Former Philadelphia Phillies general manager Ruben Amaro Jr. is homesick.
Prior to his dismissal as the Phillies general manager in September of 2015, Amaro had spent the bulk of his life in the organization. He was the Phillies bat boy from 1980-1983, spent parts of five seasons with the team as a player and was a Phillies assistant general manager from late in 1998 until the conclusion of the 2008 World Series, when he was named the successor at general manager for retiring Hall of Famer Pat Gillick.
Now, over four years since he was last employed by the organization, Amaro is hoping to return to the Phillies in some capacity.
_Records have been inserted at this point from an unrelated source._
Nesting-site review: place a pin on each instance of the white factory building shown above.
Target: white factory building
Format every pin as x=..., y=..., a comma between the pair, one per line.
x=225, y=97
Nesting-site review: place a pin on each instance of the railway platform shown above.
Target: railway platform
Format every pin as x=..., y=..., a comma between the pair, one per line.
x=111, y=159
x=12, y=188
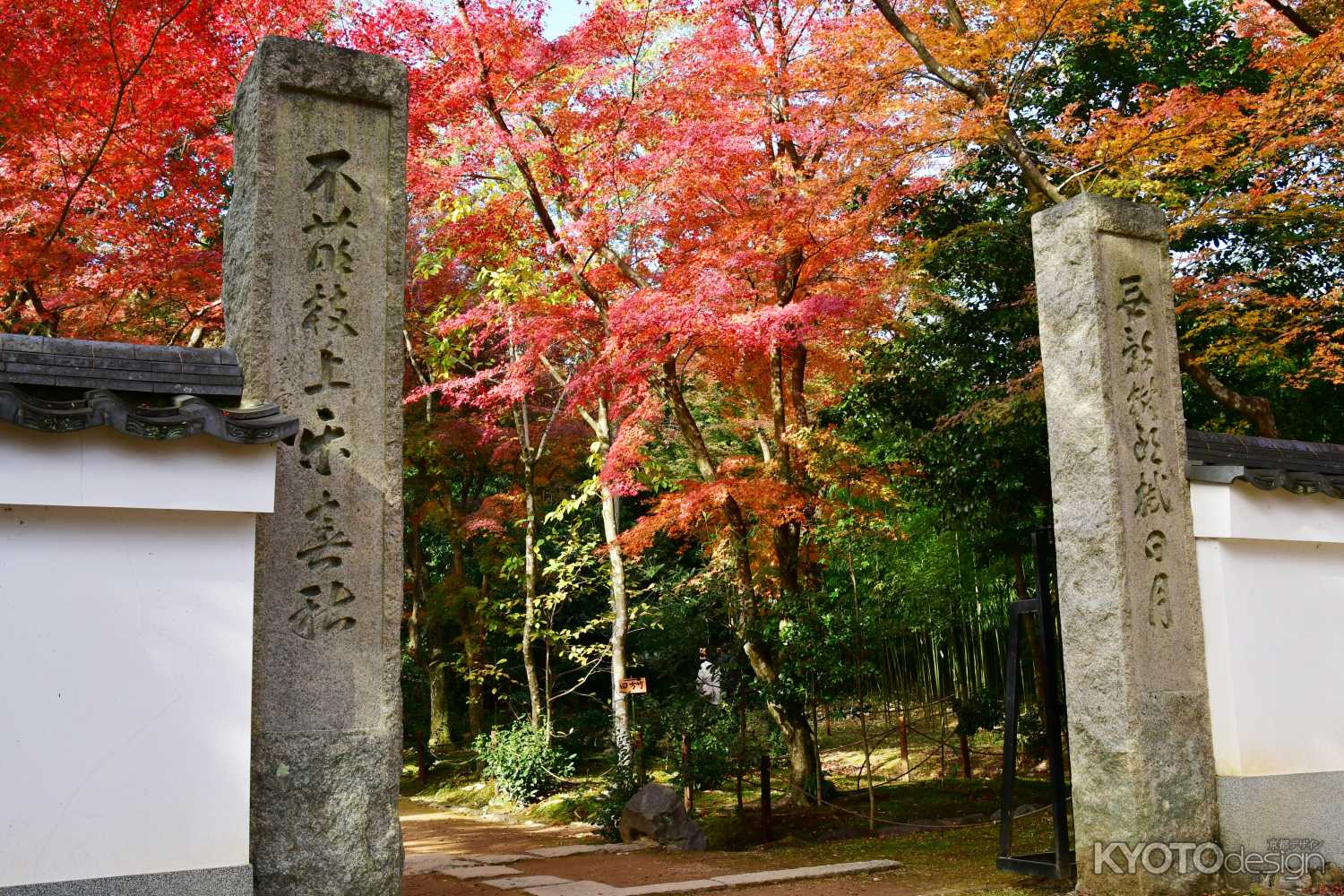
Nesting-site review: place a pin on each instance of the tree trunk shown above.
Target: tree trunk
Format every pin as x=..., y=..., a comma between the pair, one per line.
x=534, y=685
x=440, y=729
x=424, y=758
x=790, y=718
x=620, y=603
x=530, y=573
x=1038, y=661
“There’s no doubt about that,” Amaro said to Bob Brookover of The Philadelphia Inquirer. “I have had conversations with folks from the Phillies and I think they know how I feel about the organization, which will always be in my blood. I’d be lying to you if I told you I didn’t want to work in the organization in some capacity again. I would love to come back. It’s home for me. But that’s not for me to decide. If it doesn’t happen, I totally get it.”
Though the front-half of Amaro’s tenure as Phillies general manager served as a continuation of the most successful era in franchise history, the team clung onto icons from that era longer than it was beneficial for the team. They fell behind other organizations on analytics, a hole they are still trying to climb out of. The Phillies failed to identify and develop talent during the Amaro era, something that was at the forefront of the 2007-2011 run.
Amaro wasn’t the only decision-maker in the Phillies organization during his nearly seven years as the team’s general manager. But he was the face of the front office, and became one of the least popular people in Philadelphia by the conclusion of his tenure.
Now 54, Amaro attempted to re-invent himself as a coach after he was let go as general manager. He was John Farrell’s first base coach in Boston in 2016 and 2017. In 2018, he served in the same role for the New York Mets under Mickey Callaway. Amaro was an advisor to Mets general manager Brodie Van Wagenen in 2019, before ultimately parting ways with the organization in August.
It’s unclear if the Phillies would have any interest in a reunion with Amaro in any form. There’s no evidence he was considered for Joe Girardi’s coaching staff, though the Phillies retained nearly all of Gabe Kapler’s staff for 2020.
It doesn’t seem impossible the Phillies would consider an advisory role for Amaro in the front office. After all, Ed Wade, who wasn’t especially popular when he was fired in October of 2015, returned to the Phillies as a special consultant and pro scout from 2011 to 2017. Then again, Wade’s tenure as general manager aged much better than Amaro’s has. Amaro also isn’t ideologically-aligned with Matt Klentak’s front office, which hasn’t stopped Charlie Manuel, Larry Bowa and Jimmy Rollins from getting advisory jobs in the front office, but they’re all franchise icons. Amaro isn’t.
If there isn’t mutual interest on the Phillies end, Amaro appears to be at a career crossroads. Most roles on coaching staffs around the league are filled, and it’s unclear if Amaro is more interested in coaching or working in a front office at this juncture. It’s been decades since Amaro spent a season where he wasn’t working for a major league franchise in some form. But it appears that reality may be facing him in 2020.